3.2 Intra- and inter-observer agreement for three FLIS parameters and FLIS

Intra-observer ICCs for FLIS at 5, 10, and 15 min after enhancement were 0.96 (95% CI: 0.95, 0.98), 0.98 (95% CI: 0.97, 0.99) and 0.98 (95% CI: 0.97, 0.99), respectively. Inter-observer ICCs for FLIS at 5, 10, and 15 min after enhancement were 0.94 (95% CI: 0.91, 0.96), 0.94 (95% CI: 0.91, 0.96) and 0.95 (95% CI: 0.93, 0.97), respectively. Intra- and inter-observer ICCs for FLIS at each time point indicated excellent agreement.

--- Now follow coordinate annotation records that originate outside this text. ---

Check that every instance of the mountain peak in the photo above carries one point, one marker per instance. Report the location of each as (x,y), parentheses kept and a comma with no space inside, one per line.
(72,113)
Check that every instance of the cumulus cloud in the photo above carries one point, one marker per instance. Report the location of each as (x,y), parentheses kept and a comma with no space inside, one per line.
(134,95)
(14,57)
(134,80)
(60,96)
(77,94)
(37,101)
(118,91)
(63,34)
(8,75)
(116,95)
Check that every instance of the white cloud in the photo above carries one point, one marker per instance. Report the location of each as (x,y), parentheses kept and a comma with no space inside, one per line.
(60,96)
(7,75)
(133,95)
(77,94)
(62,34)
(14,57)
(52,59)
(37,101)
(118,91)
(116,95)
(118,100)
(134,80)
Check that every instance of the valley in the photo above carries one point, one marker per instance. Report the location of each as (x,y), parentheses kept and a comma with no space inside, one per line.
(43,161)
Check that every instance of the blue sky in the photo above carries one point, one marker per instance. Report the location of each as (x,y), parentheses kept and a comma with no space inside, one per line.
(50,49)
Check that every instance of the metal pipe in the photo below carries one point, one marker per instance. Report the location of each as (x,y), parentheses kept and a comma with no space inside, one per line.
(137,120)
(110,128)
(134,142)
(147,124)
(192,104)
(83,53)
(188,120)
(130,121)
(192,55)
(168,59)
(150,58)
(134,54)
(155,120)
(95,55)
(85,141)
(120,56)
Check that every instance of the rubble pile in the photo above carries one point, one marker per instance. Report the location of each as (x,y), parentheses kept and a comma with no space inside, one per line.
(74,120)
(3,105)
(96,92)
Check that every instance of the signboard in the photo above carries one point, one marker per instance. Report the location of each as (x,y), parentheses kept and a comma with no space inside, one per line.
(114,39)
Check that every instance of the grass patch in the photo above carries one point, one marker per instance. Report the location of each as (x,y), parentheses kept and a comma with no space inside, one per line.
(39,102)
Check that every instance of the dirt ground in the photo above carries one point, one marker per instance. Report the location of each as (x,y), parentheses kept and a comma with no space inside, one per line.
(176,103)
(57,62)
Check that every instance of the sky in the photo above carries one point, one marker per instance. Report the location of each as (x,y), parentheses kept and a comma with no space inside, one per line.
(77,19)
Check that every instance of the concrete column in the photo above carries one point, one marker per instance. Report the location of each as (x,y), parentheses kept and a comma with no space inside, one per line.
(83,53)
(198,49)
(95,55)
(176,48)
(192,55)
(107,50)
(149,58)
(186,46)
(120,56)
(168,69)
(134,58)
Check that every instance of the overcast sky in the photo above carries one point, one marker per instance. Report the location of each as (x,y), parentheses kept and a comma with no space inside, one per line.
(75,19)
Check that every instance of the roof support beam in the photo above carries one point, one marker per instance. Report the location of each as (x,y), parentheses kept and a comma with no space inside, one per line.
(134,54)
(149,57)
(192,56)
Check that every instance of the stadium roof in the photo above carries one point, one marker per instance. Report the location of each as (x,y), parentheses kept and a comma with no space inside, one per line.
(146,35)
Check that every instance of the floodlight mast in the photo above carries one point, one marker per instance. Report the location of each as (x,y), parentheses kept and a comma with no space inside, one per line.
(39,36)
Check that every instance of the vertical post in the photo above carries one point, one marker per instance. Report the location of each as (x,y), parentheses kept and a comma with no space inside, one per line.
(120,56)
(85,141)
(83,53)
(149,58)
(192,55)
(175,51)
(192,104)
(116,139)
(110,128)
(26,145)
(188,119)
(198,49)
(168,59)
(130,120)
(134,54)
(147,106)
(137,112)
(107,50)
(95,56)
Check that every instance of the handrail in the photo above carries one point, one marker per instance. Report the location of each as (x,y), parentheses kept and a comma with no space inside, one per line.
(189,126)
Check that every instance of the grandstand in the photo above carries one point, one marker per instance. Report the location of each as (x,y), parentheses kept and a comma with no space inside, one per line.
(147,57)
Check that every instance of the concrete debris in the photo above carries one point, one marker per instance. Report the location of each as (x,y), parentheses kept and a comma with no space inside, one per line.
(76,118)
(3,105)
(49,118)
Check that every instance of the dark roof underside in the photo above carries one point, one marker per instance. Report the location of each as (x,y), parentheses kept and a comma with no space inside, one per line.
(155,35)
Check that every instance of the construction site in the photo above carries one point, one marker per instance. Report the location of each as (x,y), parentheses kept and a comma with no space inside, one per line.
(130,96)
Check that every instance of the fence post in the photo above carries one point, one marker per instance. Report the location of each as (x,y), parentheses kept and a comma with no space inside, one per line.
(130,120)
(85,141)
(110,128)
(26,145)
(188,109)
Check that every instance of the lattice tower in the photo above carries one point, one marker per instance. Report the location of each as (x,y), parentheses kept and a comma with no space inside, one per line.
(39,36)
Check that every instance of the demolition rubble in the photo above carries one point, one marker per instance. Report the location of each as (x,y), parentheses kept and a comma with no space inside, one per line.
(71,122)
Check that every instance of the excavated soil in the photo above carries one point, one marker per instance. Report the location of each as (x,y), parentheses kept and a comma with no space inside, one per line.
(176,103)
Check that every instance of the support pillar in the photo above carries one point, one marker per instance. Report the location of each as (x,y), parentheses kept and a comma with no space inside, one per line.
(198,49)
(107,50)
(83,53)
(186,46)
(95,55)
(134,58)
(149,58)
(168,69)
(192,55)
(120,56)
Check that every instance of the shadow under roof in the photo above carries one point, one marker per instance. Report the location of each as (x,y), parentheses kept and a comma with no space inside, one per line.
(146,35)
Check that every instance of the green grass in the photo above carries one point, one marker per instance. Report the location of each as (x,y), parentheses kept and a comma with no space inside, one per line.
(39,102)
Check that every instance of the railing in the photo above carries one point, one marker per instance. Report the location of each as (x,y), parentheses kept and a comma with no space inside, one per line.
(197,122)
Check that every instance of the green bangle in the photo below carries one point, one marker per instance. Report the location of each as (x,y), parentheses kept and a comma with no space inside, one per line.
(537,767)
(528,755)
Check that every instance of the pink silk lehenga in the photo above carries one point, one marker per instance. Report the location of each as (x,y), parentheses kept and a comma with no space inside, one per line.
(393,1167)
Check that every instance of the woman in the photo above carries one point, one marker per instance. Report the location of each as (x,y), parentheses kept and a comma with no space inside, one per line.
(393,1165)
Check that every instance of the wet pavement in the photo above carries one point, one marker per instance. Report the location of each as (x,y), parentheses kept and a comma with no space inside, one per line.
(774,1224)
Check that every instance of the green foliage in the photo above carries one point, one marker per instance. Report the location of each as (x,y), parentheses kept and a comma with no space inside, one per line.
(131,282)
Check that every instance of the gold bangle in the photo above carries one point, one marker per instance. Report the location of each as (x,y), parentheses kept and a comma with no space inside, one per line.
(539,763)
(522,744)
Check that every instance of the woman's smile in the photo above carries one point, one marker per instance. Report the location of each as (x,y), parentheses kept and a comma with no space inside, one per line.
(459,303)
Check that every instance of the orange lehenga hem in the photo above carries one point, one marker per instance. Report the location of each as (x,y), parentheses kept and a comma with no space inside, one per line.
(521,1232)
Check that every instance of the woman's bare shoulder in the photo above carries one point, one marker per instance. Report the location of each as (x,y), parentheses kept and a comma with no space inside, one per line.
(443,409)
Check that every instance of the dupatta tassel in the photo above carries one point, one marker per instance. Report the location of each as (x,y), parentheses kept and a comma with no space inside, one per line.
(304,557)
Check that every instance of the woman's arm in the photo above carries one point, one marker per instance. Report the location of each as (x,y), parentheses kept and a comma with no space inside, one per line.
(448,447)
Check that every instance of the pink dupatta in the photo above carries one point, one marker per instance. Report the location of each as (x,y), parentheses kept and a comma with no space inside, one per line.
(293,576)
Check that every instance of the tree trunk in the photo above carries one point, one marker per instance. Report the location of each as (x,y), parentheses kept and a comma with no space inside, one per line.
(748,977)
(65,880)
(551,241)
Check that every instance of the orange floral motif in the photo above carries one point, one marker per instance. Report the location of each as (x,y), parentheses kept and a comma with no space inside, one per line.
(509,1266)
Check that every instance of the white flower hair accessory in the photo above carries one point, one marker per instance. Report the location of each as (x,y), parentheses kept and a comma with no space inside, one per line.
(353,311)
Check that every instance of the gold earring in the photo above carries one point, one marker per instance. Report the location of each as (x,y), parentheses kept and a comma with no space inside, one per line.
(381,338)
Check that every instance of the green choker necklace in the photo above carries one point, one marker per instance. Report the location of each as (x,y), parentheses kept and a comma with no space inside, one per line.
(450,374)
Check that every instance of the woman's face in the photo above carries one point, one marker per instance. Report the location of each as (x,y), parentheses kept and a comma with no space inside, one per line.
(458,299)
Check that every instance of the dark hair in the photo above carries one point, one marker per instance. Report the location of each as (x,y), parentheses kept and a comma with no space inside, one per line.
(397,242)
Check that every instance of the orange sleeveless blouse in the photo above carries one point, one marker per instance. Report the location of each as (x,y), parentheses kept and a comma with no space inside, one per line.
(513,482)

Furthermore, the range of ICCs for the three quality scores was as follows: for the intra-observer agreement, 0.92–0.95 (95% CI: 0.88, 0.97), 0.95–1.00 (95% CI: 0.93, 1.00) and 0.95–0.97 (95% CI: 0.92, 0.98); for the inter-observer agreement, 0.84–0.90 (95% CI: 0.74, 0.93), 0.91–0.93 (95% CI: 0.87, 0.95) and 0.84–0.90 (95% CI: 0.77, 0.93); and EnQS, ExQS, and PVsQS, respectively (Table 4). Thus, the level of intra- and inter-observer reliability of the three FLIS parameters was “good” to “excellent” and “moderate” to “good,” respectively (Koo and Li, 2016). The subsequent results are provided only for radiologist 1.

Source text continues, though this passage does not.